Magnetic catalysis in QED_3 at finite temperature: beyond the constant mass approximation

TL;DR

This paper investigates magnetic catalysis in (2+1)-dimensional QED at finite temperature by solving Schwinger-Dyson equations without assuming a constant fermion mass, revealing a phase diagram with magnetic field-dependent critical temperatures.

Contribution

It provides a detailed analysis of magnetic catalysis in QED3 at finite temperature beyond the constant mass approximation, including the momentum dependence of the fermion self-energy.

Findings

Critical temperature scales as √B for intermediate magnetic fields.

At very strong magnetic fields, the critical temperature approaches a constant value.

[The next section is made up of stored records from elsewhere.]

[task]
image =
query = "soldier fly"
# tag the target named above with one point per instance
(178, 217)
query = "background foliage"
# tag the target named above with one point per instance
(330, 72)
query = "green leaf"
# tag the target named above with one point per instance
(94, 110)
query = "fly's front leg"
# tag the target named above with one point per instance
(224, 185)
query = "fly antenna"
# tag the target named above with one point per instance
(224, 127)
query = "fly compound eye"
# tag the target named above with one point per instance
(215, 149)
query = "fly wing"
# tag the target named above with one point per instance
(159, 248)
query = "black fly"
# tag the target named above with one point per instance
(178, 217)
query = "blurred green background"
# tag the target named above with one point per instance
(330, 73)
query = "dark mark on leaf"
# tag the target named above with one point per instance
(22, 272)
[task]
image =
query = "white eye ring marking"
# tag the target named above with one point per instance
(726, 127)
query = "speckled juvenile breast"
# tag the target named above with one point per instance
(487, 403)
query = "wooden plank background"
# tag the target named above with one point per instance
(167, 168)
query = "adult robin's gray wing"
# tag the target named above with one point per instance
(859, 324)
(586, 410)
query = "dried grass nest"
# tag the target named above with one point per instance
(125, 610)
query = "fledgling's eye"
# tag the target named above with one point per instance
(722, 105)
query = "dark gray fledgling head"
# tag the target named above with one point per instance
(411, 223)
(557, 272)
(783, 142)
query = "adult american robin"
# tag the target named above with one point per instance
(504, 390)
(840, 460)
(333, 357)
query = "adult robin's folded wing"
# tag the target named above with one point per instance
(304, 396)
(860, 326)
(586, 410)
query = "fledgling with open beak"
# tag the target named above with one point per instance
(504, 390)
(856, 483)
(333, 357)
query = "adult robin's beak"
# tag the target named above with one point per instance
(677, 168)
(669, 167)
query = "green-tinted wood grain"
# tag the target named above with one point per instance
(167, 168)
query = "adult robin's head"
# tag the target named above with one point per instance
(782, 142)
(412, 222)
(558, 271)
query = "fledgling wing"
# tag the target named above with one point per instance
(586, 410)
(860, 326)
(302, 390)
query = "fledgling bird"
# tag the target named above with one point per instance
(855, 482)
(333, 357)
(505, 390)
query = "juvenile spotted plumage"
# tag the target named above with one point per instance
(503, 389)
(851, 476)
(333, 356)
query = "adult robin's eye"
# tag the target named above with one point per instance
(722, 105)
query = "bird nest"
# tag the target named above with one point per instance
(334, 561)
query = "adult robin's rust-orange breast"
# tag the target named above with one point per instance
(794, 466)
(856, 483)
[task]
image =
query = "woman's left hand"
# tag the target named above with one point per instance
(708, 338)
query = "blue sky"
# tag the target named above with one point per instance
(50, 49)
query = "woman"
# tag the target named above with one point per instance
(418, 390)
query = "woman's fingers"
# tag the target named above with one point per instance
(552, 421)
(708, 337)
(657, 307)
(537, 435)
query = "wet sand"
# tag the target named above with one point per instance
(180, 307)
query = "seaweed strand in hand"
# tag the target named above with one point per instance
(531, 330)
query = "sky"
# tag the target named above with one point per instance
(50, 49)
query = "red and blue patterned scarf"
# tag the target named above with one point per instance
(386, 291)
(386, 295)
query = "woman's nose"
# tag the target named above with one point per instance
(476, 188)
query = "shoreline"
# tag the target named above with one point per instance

The phase diagram shows a transition line depending on temperature and magnetic field.

Abstract

We solve the Schwinger-Dyson equations for (2+1)-dimensional QED in the presence of a strong external magnetic field. The calculation is done at finite temperature and the fermionic self energy is not supposed to be momentum-independent, which is the usual simplification in such calculations. The phase diagram in the temperature-magnetic field plane is determined. For intermediate magnetic fields the critical temperature turns out to have a square root dependence on the magnetic field, but for very strong magnetic fields it approaches a B-independent limiting value.